Ligand Pharmaceuticals Incorporated (NASDAQ: LGND)
announced that the U.S. Food and Drug Administration (FDA) has granted orphan-drug designation for its proprietary Captisol-enabled™ Topiramate Injection for the treatment of partial onset or primary generalized tonic-clonic seizures in hospitalized epilepsy patients who are unable to take oral topiramate.
“The granting of orphan designation for Ligand’s Captisol-enabled Topiramate program is an important step in the future of this potentially life-saving therapeutic, and should provide an additional layer of market exclusivity for the program,” commented Matthew W. Foehr, Executive Vice President and Chief Operating Officer of Ligand. “In Phase 1 trials in healthy volunteers and patients at the University of Minnesota, this product demonstrated a faster onset of action than the orally administered drug. Our goal is to find a committed partner to further progress the clinical development of this asset and add to our portfolio of fully-funded programs.”

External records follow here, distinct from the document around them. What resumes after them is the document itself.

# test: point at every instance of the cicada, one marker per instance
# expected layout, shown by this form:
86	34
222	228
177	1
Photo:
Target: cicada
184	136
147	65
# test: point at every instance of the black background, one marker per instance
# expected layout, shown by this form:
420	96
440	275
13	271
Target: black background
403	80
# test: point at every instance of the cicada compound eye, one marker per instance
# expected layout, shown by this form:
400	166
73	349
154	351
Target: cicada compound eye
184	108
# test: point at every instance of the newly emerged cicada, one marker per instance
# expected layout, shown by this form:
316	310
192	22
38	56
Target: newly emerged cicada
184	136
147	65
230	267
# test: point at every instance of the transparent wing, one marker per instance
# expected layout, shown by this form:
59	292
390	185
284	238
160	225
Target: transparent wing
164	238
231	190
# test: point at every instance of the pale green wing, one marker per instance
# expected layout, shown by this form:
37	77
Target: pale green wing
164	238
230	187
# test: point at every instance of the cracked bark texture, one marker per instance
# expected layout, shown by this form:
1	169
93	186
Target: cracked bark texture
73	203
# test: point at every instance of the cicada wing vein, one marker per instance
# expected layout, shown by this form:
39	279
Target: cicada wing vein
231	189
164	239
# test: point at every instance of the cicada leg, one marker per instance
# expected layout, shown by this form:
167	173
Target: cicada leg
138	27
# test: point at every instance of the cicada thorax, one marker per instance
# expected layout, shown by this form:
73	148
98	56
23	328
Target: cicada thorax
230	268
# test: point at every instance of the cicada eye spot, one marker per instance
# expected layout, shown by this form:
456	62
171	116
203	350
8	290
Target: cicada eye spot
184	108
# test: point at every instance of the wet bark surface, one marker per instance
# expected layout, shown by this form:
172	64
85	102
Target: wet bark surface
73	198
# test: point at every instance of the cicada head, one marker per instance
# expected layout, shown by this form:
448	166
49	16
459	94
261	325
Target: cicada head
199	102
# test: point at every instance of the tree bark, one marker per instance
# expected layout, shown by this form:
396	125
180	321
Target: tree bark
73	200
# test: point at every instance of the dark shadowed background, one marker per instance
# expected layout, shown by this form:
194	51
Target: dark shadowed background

“An injectable formulation of Topiramate will provide patients and clinicians with an important new product that ensures continuity of therapy and offers the potential for use in acute management of several neurological disorders,” declared Jim Cloyd, Pharm.D., Lawrence C. Weaver Endowed Chair in Orphan Drug Development, Professor of Experimental and Clinical Pharmacology and Director of the Center for Orphan Drug Research at the University of Minnesota-College of Pharmacy.
Orphan-drug designation is granted to drugs and biologics defined as those intended for the safe and effective treatment, diagnosis or prevention of rare diseases/disorders that affect fewer than 200,000 people in the U.S., or that affect more than 200,000 persons but are not expected to recover the costs of developing and marketing a treatment drug.
About Captisol-Enabled™ Topiramate Injection
Ligand is developing a proprietary Captisol-enabled formulation of Topiramate injection for the treatment of partial onset or primary generalized tonic-clonic seizures in hospitalized epilepsy patients who are unable to take oral topiramate. The formulation was initially developed at, and is exclusively licensed from, the University of Minnesota. Topiramate is sold by Janssen Pharmaceuticals, Inc. under the trade name Topamax
and is currently only available as oral formulations. The Captisol-enabled Topiramate Injection formulation is designed to provide an intravenous or intramuscular option for hospitalized epilepsy patients unable to use oral topiramate. Captisol-enabled Topiramate Injection has been studied in Phase 1 clinical trials.
Captisol is a patent-protected, chemically modified cyclodextrin with a structure designed to optimize the solubility and stability of drugs. Captisol was invented and initially developed by scientists in the laboratories of Dr. Valentino Stella at the University of Kansas' Higuchi Biosciences Center for specific use in drug development and formulation. This unique technology has enabled six FDA-approved products, including Onyx Pharmaceuticals’ Kyprolis®, Baxter International's Nexterone® and Pfizer's Vfend® IV. There are currently more than 30 Captisol-enabled products in development, including Lundbeck’s carbamazepine IV, The Medicines Company's MDCO-157 and Rib-X's delafloxacin IV program.